As a Google App Defense Alliance partner, ESET detected a trojanised app available on the Google Play Store and named the AhMyth-based malware it contained AhRat
- Initially, the iRecorder app did not have any harmful features. What is quite uncommon is that the application received an update containing malicious code quite a few months after its launch.
- The application’s specific malicious behaviour, which involves extracting microphone recordings and stealing files with specific extensions, potentially indicates its involvement in an espionage campaign.
- The malicious app with over 50,000 downloads was removed from Google Play after ESET Research’s alert; ESET has not detected AhRat anywhere else in the wild.
ESET researchers have discovered a trojanised Android app named iRecorder – Screen Recorder. It was available on Google Play as a legitimate app in September 2021, with malicious functionality most likely added in August 2022. During its existence, the app was installed on more than 50,000 devices. The malicious code that was added to the clean version of iRecorder is based on the open-source AhMyth Android RAT (remote access trojan) and has been customised into what ESET named AhRat. The malicious app is capable of recording audio using the device’s microphone and stealing files, suggesting it might be part of an espionage campaign.
Besides the Google Play Store, ESET Research has not detected AhRat anywhere else in the wild. However, this is not the first time that AhMyth-based Android malware has been available on the official store; ESET previously published research on such a trojanised app in 2019. Back then, the spyware, built on the foundations of AhMyth, circumvented Google’s app-vetting process twice, as a malicious app providing radio streaming. However, the iRecorder app can also be found on alternative and unofficial Android markets, and the developer also provides other applications on Google Play, but they don’t contain malicious code.
“The AhRat research case serves as a good example of how an initially legitimate application can transform into a malicious one, even after many months, spying on its users and compromising their privacy. While it is possible that the app developer had intended to build up a user base before compromising their Android devices through an update or that a malicious actor introduced this change in the app; so far, we have no evidence for either of these hypotheses,” explains ESET researcher Lukáš Štefanko, who discovered and investigated the threat.
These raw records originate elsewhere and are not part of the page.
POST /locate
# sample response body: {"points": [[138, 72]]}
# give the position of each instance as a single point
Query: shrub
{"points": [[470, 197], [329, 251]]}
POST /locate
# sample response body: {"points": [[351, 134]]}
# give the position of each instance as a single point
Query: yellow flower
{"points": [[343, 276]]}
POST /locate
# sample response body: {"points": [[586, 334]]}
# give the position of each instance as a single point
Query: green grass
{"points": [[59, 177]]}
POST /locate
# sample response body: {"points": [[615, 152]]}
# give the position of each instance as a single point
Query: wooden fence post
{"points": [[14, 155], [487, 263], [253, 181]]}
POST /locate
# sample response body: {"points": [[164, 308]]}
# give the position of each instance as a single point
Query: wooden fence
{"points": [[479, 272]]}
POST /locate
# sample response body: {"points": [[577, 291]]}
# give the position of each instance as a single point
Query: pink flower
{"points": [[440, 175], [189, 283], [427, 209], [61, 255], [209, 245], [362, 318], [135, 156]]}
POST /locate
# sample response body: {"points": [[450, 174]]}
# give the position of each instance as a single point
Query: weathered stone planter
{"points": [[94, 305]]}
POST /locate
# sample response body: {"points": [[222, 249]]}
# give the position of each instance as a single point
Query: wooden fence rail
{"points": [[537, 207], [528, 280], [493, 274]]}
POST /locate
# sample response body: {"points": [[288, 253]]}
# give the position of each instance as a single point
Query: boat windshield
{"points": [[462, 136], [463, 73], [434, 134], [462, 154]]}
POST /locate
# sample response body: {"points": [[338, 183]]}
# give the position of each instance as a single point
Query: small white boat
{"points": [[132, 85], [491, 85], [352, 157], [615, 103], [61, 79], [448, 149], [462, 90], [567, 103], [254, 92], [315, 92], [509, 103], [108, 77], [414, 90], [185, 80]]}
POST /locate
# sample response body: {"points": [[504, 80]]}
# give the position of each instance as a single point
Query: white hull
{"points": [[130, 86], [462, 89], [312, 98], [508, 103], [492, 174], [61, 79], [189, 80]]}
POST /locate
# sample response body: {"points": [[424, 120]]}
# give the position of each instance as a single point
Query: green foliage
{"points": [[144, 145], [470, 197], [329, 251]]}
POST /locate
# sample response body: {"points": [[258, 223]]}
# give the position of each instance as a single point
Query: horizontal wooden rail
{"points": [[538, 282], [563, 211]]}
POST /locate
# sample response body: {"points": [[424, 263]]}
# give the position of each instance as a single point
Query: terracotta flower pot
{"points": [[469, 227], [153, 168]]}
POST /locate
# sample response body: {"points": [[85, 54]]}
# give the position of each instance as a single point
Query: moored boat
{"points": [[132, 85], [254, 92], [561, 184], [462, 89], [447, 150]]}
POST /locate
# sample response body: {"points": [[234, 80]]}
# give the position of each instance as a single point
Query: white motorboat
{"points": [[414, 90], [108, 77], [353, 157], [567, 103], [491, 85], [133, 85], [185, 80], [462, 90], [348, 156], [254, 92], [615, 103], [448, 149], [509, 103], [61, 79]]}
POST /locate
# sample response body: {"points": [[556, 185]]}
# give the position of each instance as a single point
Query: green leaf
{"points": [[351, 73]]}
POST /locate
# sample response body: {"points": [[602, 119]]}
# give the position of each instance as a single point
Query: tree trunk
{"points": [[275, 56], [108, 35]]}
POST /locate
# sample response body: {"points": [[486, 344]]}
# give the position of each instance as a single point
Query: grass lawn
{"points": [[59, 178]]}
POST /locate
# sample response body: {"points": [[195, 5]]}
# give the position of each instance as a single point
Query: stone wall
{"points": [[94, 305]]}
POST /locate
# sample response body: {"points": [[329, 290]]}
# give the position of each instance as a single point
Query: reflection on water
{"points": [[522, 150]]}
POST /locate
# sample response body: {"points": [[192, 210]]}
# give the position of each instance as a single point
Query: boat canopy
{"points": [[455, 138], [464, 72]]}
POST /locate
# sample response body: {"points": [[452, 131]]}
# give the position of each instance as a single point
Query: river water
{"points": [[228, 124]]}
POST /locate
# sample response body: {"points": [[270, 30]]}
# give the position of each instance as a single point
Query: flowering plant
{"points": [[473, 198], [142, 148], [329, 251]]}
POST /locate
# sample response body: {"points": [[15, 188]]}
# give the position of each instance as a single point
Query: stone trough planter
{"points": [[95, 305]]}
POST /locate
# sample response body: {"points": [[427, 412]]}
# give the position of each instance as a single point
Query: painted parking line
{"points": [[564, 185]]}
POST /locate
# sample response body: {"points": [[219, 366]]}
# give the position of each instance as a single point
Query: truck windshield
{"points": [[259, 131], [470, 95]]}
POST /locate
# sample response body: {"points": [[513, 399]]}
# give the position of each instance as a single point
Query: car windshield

The remotely controlled AhRat is a customization of the open-source AhMyth RAT, which means that the authors of the malicious app invested significant effort into understanding the code of both the app and the back end, ultimately adapting it to suit their own needs.
Aside from providing legitimate screen recording functionality, the malicious iRecorder can record surrounding audio from the device’s microphone and upload it to the attacker’s command and control server. It can also exfiltrate from the device files with extensions representing saved web pages, images, audio, video, and document files, and file formats used for compressing multiple files.
Android users who installed an earlier version of iRecorder (prior to version 1.3.8), which lacked any malicious features, would have unknowingly exposed their devices to AhRat if they subsequently updated the app either manually or automatically, even without granting any further app permission approval.
“Fortunately, preventive measures against such malicious actions have already been implemented in Android 11 and higher versions in the form of app hibernation. This feature effectively places apps that have been dormant for several months into a hibernation state, thereby resetting their runtime permissions and preventing malicious apps from functioning as intended. The malicious app was removed from Google Play after our alert, which confirms that the need for protection to be provided through multiple layers, such as ESET Mobile Security, remains essential for safeguarding devices against potential security breaches,” concludes Štefanko.
ESET Research has not yet found any concrete evidence that would enable the attribution of this activity to a particular campaign or APT group.